Eppure non sfigurerebbe tra i nomi più celebrati sfornati nell’ultima decade dalla nazione di Neil Young e dell’hockey su ghiaccio. Uscito lo scorso maggio, “Wooden arms” è il seguito dell’ottimo “Close to paradise” e ha confermato l’uomo del Quebec come cantautore in possesso di una cifra stilistica credibile, in cui l’impianto folk di base, venato di nervosi impulsi elettronici, sa espandersi attraverso tinte che spaziano dal jazz a vestali baroque pop usate per fortuna con sapienza e parsimonia.
L’uno-due iniziale di “Firewood” e “Tracy’s waters” è un degno manifesto programmatico, con efficaci melodie incastonate tra una ritmica sconnessa e uno scampanellio percussivo scoppiettante. Per non parlare dei rintocchi pianistici dell’epica “Beijing” e delle aritmie della jazzata “Wooden Arms”.

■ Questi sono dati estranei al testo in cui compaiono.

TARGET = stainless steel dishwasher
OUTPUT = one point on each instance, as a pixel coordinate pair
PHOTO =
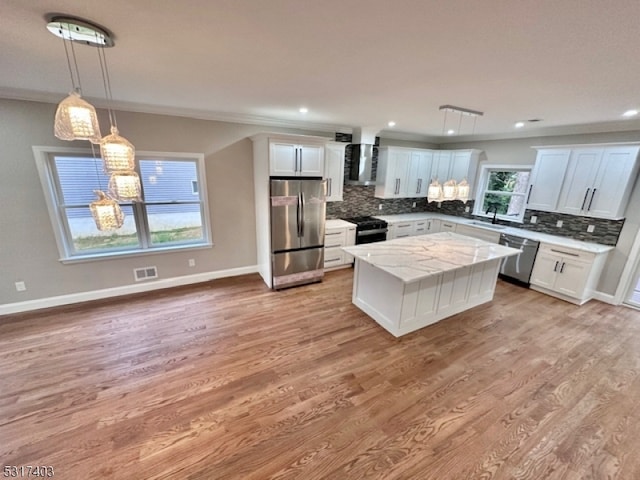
(517, 269)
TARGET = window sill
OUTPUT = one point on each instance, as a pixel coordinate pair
(93, 257)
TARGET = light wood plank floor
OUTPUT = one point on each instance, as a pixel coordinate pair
(228, 380)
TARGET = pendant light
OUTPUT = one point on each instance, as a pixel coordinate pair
(75, 119)
(106, 212)
(463, 191)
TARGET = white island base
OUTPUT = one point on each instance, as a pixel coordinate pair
(401, 308)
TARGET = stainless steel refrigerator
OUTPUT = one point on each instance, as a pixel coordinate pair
(297, 231)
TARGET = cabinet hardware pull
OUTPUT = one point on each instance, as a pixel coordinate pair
(591, 201)
(565, 253)
(586, 194)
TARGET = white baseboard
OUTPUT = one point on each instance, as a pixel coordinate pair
(606, 298)
(124, 290)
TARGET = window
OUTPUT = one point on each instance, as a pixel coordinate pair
(171, 216)
(503, 188)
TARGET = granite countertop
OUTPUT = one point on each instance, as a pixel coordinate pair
(519, 232)
(337, 223)
(414, 258)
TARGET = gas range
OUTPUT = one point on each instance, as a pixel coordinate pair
(368, 229)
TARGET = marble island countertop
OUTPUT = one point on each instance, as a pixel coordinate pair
(519, 232)
(414, 258)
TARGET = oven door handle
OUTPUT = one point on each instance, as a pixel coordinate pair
(371, 232)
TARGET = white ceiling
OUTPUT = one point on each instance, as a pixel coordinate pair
(354, 63)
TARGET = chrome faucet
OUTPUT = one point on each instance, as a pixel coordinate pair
(494, 207)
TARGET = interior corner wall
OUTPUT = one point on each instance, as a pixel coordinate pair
(520, 151)
(28, 249)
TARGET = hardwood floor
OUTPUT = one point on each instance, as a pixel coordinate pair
(228, 380)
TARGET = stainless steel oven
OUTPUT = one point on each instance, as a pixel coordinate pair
(369, 229)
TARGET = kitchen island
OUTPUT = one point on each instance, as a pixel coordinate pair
(408, 283)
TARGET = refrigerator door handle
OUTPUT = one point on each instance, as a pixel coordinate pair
(299, 214)
(302, 214)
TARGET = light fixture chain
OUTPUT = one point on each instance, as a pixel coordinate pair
(107, 82)
(75, 62)
(66, 52)
(107, 91)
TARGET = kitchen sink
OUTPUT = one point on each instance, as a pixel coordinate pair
(492, 226)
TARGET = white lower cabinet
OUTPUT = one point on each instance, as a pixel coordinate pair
(569, 274)
(334, 240)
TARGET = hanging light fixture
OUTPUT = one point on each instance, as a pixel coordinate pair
(434, 192)
(106, 212)
(125, 186)
(463, 191)
(75, 119)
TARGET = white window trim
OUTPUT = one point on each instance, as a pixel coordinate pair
(41, 155)
(484, 177)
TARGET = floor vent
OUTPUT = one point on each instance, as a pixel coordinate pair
(145, 273)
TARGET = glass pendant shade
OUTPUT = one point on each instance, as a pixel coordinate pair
(125, 186)
(118, 154)
(449, 190)
(434, 193)
(76, 119)
(463, 191)
(106, 212)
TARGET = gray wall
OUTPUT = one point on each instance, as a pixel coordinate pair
(519, 151)
(28, 249)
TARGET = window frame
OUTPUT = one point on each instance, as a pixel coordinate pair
(485, 172)
(48, 177)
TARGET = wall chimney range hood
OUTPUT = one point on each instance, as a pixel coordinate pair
(361, 171)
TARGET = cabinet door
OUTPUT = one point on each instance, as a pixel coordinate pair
(609, 195)
(283, 159)
(545, 269)
(441, 166)
(311, 160)
(334, 171)
(546, 179)
(419, 171)
(578, 184)
(572, 277)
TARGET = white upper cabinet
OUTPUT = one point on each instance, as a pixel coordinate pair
(334, 170)
(393, 171)
(407, 173)
(295, 160)
(598, 181)
(419, 173)
(546, 179)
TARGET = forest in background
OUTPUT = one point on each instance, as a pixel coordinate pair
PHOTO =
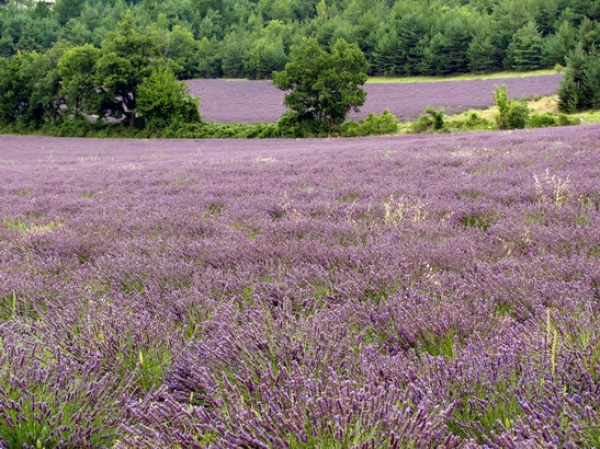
(251, 39)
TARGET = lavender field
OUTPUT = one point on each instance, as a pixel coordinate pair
(227, 101)
(416, 291)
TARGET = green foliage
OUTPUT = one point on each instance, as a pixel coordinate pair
(511, 114)
(324, 86)
(373, 125)
(163, 101)
(437, 117)
(28, 90)
(525, 51)
(433, 121)
(542, 120)
(580, 88)
(473, 121)
(77, 70)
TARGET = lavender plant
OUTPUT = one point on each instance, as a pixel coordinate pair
(423, 291)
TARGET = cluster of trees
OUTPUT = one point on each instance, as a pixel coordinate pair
(125, 79)
(253, 38)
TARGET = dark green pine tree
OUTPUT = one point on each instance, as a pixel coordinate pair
(526, 49)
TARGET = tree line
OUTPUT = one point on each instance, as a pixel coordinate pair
(253, 38)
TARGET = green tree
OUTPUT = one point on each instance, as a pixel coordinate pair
(128, 57)
(526, 50)
(324, 85)
(511, 114)
(28, 89)
(164, 101)
(77, 70)
(580, 88)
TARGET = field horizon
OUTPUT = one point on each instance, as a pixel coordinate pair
(396, 291)
(230, 101)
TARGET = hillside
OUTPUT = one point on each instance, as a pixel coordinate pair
(416, 291)
(250, 39)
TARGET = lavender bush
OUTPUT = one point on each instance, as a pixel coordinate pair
(422, 291)
(228, 101)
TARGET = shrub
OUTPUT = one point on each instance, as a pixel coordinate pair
(511, 114)
(386, 123)
(580, 88)
(163, 101)
(542, 120)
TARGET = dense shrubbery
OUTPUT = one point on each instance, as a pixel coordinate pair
(252, 39)
(511, 114)
(373, 125)
(580, 89)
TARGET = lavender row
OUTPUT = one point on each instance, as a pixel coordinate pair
(227, 101)
(386, 292)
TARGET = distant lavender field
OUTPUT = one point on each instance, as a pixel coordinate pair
(418, 291)
(259, 101)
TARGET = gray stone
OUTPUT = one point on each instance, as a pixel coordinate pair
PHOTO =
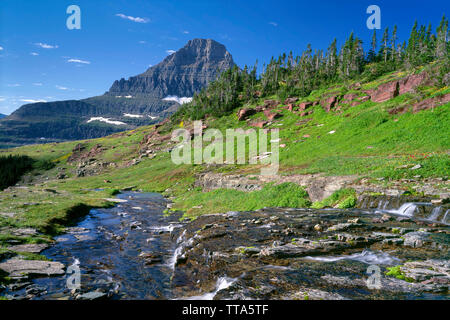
(32, 248)
(18, 267)
(94, 295)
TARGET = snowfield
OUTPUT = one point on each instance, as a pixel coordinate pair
(106, 120)
(182, 100)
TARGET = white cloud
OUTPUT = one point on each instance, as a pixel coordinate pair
(46, 46)
(130, 115)
(79, 61)
(32, 100)
(134, 19)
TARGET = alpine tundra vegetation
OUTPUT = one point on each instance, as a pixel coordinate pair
(363, 179)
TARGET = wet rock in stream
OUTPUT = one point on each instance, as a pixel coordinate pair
(134, 251)
(283, 254)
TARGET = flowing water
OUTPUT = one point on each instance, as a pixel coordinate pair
(131, 251)
(107, 244)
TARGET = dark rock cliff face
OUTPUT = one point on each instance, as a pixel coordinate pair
(181, 74)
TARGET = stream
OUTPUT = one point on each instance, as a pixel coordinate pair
(134, 251)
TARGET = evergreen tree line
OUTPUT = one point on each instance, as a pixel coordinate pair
(12, 168)
(298, 76)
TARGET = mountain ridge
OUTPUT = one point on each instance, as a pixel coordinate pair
(140, 100)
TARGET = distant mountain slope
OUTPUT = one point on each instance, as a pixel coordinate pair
(140, 100)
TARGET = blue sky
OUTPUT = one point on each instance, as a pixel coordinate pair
(41, 60)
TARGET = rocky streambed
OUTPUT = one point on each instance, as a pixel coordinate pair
(134, 251)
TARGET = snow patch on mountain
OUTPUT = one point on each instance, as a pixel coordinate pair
(129, 115)
(182, 100)
(106, 120)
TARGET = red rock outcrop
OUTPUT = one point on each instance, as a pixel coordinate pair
(409, 83)
(271, 115)
(384, 92)
(305, 105)
(329, 103)
(245, 113)
(290, 100)
(259, 124)
(431, 103)
(271, 103)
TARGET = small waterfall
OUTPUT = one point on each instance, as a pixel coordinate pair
(406, 209)
(444, 219)
(173, 260)
(222, 284)
(366, 256)
(435, 214)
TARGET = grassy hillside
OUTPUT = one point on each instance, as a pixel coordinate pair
(367, 141)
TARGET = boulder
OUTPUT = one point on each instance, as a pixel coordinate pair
(271, 103)
(304, 105)
(431, 103)
(32, 248)
(290, 100)
(410, 83)
(245, 113)
(385, 92)
(271, 115)
(259, 124)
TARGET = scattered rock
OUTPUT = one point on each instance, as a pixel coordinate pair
(18, 267)
(32, 248)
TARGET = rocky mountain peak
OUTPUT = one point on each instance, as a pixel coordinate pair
(181, 74)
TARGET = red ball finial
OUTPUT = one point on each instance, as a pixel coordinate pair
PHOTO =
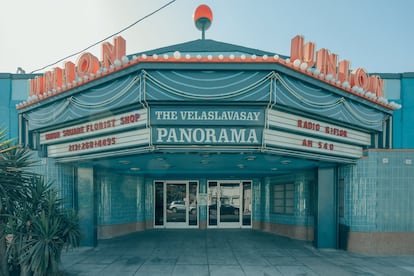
(203, 18)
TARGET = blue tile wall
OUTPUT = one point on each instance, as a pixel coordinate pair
(379, 192)
(120, 198)
(60, 175)
(303, 182)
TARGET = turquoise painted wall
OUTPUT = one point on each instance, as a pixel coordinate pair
(379, 191)
(14, 89)
(120, 198)
(304, 182)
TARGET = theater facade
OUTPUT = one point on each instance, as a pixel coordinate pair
(207, 135)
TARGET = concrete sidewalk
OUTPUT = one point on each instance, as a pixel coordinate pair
(223, 252)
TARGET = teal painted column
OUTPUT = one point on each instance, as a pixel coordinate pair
(326, 224)
(87, 206)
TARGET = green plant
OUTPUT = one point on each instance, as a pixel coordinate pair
(34, 229)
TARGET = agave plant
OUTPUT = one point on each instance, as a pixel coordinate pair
(34, 229)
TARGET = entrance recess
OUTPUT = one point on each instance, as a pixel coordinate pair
(229, 204)
(176, 204)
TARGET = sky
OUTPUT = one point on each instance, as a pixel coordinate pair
(373, 34)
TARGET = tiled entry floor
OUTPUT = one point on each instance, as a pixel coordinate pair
(223, 252)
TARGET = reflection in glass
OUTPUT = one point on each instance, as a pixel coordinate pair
(247, 204)
(212, 203)
(229, 202)
(176, 202)
(159, 203)
(192, 208)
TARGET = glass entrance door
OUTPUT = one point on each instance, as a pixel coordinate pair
(176, 204)
(229, 204)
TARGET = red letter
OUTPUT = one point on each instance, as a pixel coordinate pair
(69, 72)
(87, 64)
(326, 62)
(343, 70)
(360, 78)
(111, 53)
(296, 48)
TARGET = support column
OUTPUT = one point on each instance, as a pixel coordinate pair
(87, 206)
(326, 224)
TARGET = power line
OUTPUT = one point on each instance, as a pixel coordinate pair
(106, 38)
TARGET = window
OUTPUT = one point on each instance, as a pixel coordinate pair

Chi di “Close to Paradise” aveva apprezzato il songwriting vivace potrà invece consolarsi con “Man like you”, in cui una tenue piuma à la Nick Drake fluttua al di sopra di una ballata intima, e con la filastrocca stralunata di “Big bird in a small cage”, trainata da un continuo e placido inserto di banjo e da una ritmica felpata. Fino alle dissonanze incontrollate del dormiveglia di “Down at the beach”, il cui piglio conturbato riporta a galla certe delizie del tardo e incanutito Robert Wyatt.
Nessuna sconvolgente novità sotto il sole, per carità. Ma un'opera solida al quale può essere forse rimproverata una eccessiva attenzione alle strutture dei pezzi a scapito delle canzoni e che lo rende inferiore al predecessore, caratterizzato da una scrittura brillante e precisa. E la thomyorkite acuta della voce di Watson alla lunga inficia leggermente un progetto così ambizioso, mal sposandosi ad esempio con la chincagliera waitsiana di “Traveling salesman” e rendendo noiosa la lunga e tormentata stasi che con “Machinery of the heavens” – quasi una outtake dal disco smemorato dei Radiohead – fa calare il sipario.